E-books rekindle interest

Paige Wilson
Ast. Business Manager

As technology continues to advance, all aspects of our life seem to be heading in the same direction. An advancement in reading occurred a couple years ago and while it has some people excited, others remain determined to stick with their old habits.

The creation of the Amazon Kindle has divided readers all over the world. The Kindle is the new e-reader from Amazon that has revolutionized an ancient pastime. The Kindle provides the reader with a virtual library in the palm of their hands. At any moment a reader could go the Kindle store and download a book in sixty seconds or less; this makes the bookstores and libraries obsolete.

The other benefit is size- lugging around dozens of books will become a thing of the past.

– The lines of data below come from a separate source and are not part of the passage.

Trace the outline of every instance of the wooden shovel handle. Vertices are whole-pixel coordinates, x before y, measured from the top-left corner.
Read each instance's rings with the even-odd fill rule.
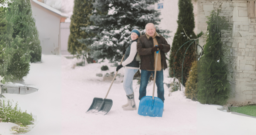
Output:
[[[123,54],[123,58],[122,58],[122,60],[121,60],[121,62],[120,63],[120,65],[122,64],[122,62],[123,62],[123,58],[124,58],[124,54]],[[116,71],[116,74],[115,75],[115,76],[114,76],[114,78],[113,78],[113,80],[112,81],[112,83],[111,83],[111,85],[110,85],[110,87],[109,87],[109,90],[108,90],[108,92],[107,92],[107,94],[106,95],[106,96],[104,98],[106,98],[106,97],[108,96],[108,95],[109,94],[109,90],[110,90],[110,88],[111,88],[111,87],[112,86],[112,85],[113,84],[113,83],[114,82],[114,81],[115,81],[115,78],[116,78],[116,75],[117,74],[117,72],[118,72],[118,70]]]
[[[152,99],[154,100],[154,95],[155,95],[155,85],[156,83],[156,76],[157,76],[157,57],[158,53],[157,53],[157,57],[156,57],[155,64],[155,74],[154,75],[154,84],[153,85],[153,95],[152,95]]]

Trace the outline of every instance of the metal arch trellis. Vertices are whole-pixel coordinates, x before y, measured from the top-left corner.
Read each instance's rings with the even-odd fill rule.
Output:
[[[186,52],[187,52],[187,51],[188,50],[188,47],[189,47],[189,46],[190,46],[190,45],[191,45],[192,44],[192,43],[193,43],[193,42],[196,41],[197,40],[198,40],[199,38],[196,39],[191,39],[188,41],[187,41],[187,42],[184,43],[183,45],[181,45],[179,48],[179,49],[178,50],[177,50],[177,52],[176,52],[176,54],[175,54],[175,56],[174,56],[174,60],[173,60],[173,77],[174,78],[175,77],[175,69],[174,69],[174,62],[175,61],[175,57],[176,57],[176,55],[177,55],[177,53],[178,53],[178,52],[179,51],[179,50],[180,50],[180,49],[181,49],[181,47],[182,47],[183,46],[184,46],[185,45],[186,45],[187,43],[188,43],[188,42],[190,42],[190,41],[193,41],[193,42],[192,42],[191,43],[190,43],[190,44],[189,44],[189,45],[188,45],[188,47],[187,48],[187,49],[186,50],[186,52],[185,52],[185,54],[184,54],[184,57],[183,58],[183,61],[182,62],[182,67],[181,68],[181,84],[182,84],[182,85],[183,85],[183,63],[184,62],[184,59],[185,59],[185,55],[186,55]],[[199,46],[200,47],[201,47],[201,48],[202,49],[202,51],[201,52],[201,54],[202,53],[202,52],[203,51],[203,47],[202,47],[198,45],[196,45]],[[176,90],[176,86],[175,85],[175,80],[174,79],[174,88],[175,90]],[[184,92],[183,91],[183,87],[182,87],[182,92]]]

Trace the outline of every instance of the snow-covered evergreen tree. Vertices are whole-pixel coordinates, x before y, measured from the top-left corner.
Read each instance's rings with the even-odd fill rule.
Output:
[[[90,21],[90,16],[92,14],[93,5],[92,3],[93,1],[75,0],[74,1],[74,10],[71,18],[70,34],[68,38],[68,52],[72,54],[80,56],[88,52],[88,45],[81,43],[78,42],[77,39],[87,38],[89,36],[80,28],[92,24],[92,23]],[[88,57],[87,58],[87,59],[88,59]]]
[[[148,9],[150,5],[158,1],[96,0],[93,5],[96,9],[90,17],[94,25],[82,29],[97,36],[80,41],[91,45],[92,56],[94,59],[120,61],[123,50],[129,45],[133,29],[138,28],[143,34],[147,24],[158,24],[160,21],[160,13]],[[165,37],[169,32],[157,28],[157,31]]]
[[[196,60],[196,59],[195,43],[194,42],[194,43],[190,46],[186,53],[183,64],[183,74],[181,74],[181,73],[184,54],[187,48],[192,41],[187,43],[179,50],[176,57],[175,57],[174,63],[174,59],[179,47],[183,44],[189,41],[190,40],[189,38],[196,39],[197,36],[193,31],[195,28],[195,19],[193,13],[193,5],[191,0],[179,0],[178,5],[179,12],[177,21],[178,28],[174,38],[173,42],[172,42],[169,60],[170,67],[169,73],[171,77],[173,77],[174,75],[175,78],[179,78],[181,79],[182,76],[182,83],[185,86],[188,79],[190,68],[192,66],[192,63]],[[189,38],[188,38],[186,34]],[[174,73],[174,68],[175,70]]]
[[[32,16],[31,5],[29,0],[12,0],[10,9],[7,12],[7,19],[13,29],[12,37],[17,36],[22,39],[22,42],[31,50],[30,62],[36,62],[41,60],[42,47],[36,26],[36,20]]]

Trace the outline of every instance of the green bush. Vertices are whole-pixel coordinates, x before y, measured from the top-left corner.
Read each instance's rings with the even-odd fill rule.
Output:
[[[230,91],[227,79],[225,47],[220,39],[220,30],[228,29],[229,25],[225,18],[220,16],[219,13],[219,10],[213,11],[208,17],[204,54],[198,62],[198,99],[202,104],[223,105],[227,102]]]
[[[236,112],[256,117],[256,105],[251,105],[241,107],[229,107],[230,111]]]
[[[101,68],[102,71],[106,71],[109,70],[109,67],[107,66],[102,66]]]
[[[185,95],[187,98],[193,101],[197,101],[198,73],[197,62],[196,61],[192,63],[192,66],[190,70],[188,81],[186,83]]]
[[[18,103],[16,102],[14,108],[12,107],[12,102],[8,100],[7,104],[5,104],[5,101],[0,108],[0,113],[2,115],[0,118],[3,122],[11,122],[19,125],[26,126],[28,125],[33,124],[31,121],[33,121],[32,114],[28,114],[27,110],[25,112],[18,109]]]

A Kindle weighs less than a pound and is able to hold up to 3,500, which is perfect for travelers.

Their creation also helps reiterate the new “Go Green” lifestyle. When books are purchased and read digitally, it cuts out the need for the printing process. This means less paper and fewer trees being cut down.

If readers aren’t excited for the chance to go green, they are ecstatic about the price difference. In many cases, there is a 50%, or more, saving between buying a physical book and buying a digital book.

Kindles are especially great for college students since the majority of their textbooks can be downloaded. Plus, how many people forget to buy a required reading book? Quite a few. But with the Kindle all they have to do is download it from the Kindle store and they’ll have it in sixty seconds.

However, with this new technology coming out, there are people who are stuck in their old ways. I would know this because I am the daughter of one of these “old school” readers. My mom always talks about how she could never use a Kindle- something to do with a certain smell a book’s pages have. I did not know there was a book scent.

You might think only adults have this dire need to cling to books, but students cannot seem to kick the habit either. They love to feel the book in their hands and they see it as a conversation starter. Personally, if I am reading a book I do not want people to come up to me- I want to read. A Kindle saves me from having to tell someone to leave me alone. It gives me the privacy of no one knowing what I am reading, so in a way it lets me stay in my own world.

For all those non-believers, all I have to say is, “get used to it”. E-readers are becoming more popular every year, and the selection of paper books will soon become less diverse. I have already seen a decline in the supply of books. At Barnes and Nobles there was a bigger section for the Nook, the Barnes and Nobles e-reader, than there was for Best-Sellers.
Maybe, for people like my mom, they can start bottling book-page smell. You can always spray it on your Kindle.